The State Bank of India expects to complete a planned share sale by year-end, probably through a qualified institutional placement (QIP), bank Chairman Arundhati Bhattacharya said on Friday.
SBI, India’s biggest lender by assets, has shortlisted six banks to manage the sale that could be worth up to $2.3 billion. “This is something for which we have everything in place but we will go when we find the market is conducive,” Ms. Bhattacharya told Reuters on the sidelines of the St Petersburg Economic forum.
Asked if she was confident the deal would happen this year, she said: “More or less.”
Ms. Bhattacharya said the SBI would likely opt for selling the shares via a QIP, a method under which a listed company can issue equity shares and some other securities to a select group of institutional buyers. “It’s a good way of raising funds in the sense that you are then able to go with people who have always supported you as well as bring more investors into India. It’s a comfortable format to work with.”
SBI recently posted its highest profit in six quarters but investors are wary about the outlook for its asset quality after it merged its five subsidiary banks with itself. Ms.

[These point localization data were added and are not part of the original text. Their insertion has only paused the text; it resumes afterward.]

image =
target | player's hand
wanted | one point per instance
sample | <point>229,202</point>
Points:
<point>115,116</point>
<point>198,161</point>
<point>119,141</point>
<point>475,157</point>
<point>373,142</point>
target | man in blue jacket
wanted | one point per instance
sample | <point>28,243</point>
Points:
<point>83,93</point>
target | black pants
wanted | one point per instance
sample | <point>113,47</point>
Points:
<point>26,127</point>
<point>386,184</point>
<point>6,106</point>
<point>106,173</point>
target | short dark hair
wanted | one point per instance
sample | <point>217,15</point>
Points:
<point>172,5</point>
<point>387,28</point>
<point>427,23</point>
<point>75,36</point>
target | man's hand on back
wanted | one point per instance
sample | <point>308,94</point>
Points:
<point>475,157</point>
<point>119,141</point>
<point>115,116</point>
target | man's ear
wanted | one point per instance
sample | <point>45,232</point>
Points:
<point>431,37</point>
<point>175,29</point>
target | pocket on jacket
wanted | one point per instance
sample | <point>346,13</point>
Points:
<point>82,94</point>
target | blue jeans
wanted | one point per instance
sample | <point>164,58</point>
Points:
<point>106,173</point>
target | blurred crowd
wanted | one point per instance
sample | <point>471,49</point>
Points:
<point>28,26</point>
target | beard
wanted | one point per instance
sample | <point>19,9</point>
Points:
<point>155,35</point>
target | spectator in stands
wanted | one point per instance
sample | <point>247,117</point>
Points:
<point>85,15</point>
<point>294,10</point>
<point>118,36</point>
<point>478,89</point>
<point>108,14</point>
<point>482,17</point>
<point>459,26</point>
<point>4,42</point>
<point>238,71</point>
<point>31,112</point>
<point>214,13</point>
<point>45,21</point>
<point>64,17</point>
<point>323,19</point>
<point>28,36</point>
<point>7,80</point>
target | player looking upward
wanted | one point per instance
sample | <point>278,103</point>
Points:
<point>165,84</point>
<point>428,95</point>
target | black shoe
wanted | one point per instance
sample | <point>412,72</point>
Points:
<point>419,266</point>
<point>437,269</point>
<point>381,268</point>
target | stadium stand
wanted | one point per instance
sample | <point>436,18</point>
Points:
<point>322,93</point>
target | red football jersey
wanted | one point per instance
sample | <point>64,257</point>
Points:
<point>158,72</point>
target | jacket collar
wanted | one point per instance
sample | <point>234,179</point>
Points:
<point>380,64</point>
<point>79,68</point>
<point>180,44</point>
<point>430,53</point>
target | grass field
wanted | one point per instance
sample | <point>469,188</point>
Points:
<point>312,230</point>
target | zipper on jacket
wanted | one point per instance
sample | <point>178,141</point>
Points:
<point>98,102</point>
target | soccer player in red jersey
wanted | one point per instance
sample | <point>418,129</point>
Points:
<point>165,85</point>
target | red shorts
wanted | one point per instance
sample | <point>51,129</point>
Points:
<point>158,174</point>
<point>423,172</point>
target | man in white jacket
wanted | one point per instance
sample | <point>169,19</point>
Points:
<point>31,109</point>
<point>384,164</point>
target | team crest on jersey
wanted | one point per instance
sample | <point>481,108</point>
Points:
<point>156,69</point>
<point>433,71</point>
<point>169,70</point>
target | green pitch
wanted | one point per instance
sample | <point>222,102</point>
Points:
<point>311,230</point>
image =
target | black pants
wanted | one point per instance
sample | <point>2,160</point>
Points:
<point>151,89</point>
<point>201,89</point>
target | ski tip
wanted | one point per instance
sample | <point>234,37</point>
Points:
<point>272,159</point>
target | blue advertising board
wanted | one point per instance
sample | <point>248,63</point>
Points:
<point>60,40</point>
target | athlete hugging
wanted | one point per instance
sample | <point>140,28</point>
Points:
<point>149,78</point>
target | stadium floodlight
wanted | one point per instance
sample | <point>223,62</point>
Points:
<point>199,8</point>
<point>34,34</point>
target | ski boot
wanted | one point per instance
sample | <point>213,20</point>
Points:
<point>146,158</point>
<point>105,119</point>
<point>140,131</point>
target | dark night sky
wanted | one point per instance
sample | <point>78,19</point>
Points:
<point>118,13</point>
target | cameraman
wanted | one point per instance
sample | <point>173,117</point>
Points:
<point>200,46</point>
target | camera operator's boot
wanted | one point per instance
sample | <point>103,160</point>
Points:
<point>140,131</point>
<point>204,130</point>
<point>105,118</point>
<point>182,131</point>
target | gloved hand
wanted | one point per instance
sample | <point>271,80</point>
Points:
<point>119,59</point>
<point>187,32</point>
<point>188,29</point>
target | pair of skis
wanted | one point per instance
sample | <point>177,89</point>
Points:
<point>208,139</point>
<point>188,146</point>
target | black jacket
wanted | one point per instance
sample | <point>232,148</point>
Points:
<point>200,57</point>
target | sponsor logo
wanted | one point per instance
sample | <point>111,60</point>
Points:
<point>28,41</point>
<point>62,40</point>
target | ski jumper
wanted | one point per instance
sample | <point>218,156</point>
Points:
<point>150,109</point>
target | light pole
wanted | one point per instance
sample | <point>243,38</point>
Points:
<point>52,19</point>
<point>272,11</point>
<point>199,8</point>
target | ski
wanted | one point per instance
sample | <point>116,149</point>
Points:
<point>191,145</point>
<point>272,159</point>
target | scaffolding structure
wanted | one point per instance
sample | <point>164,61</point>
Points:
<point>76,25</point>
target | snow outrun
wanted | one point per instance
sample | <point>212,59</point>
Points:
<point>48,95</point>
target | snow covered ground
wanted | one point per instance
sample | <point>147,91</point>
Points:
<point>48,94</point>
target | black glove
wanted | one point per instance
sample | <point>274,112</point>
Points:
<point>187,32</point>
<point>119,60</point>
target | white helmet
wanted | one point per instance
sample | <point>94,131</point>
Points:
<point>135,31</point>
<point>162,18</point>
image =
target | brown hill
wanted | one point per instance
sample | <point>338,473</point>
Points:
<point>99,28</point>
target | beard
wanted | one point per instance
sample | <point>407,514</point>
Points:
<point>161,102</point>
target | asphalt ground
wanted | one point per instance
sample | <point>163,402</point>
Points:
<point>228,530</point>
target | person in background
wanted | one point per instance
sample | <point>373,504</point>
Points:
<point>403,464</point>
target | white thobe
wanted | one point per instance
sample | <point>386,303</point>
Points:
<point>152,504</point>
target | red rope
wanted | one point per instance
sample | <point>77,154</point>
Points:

Bhattacharya said the market would have to be a “little patient for at least two quarters before we are in a position to show good numbers.”
But Indian banks, staggering under the weight of an estimated $150 billion in soured assets, are now contending with a fresh worry — the telecoms sector. Big losses at telecoms firms recently prompted the central bank to advise banks to review loan exposure to the industry and make provisions.
She said it was yet unclear if the telecoms losses could prove a bigger risk for the entire Indian economy but saw warning signs. Earlier, she told Reuters Rosneft’s delayed $13 billion takeover of India’s Essar Oil would be completed in June.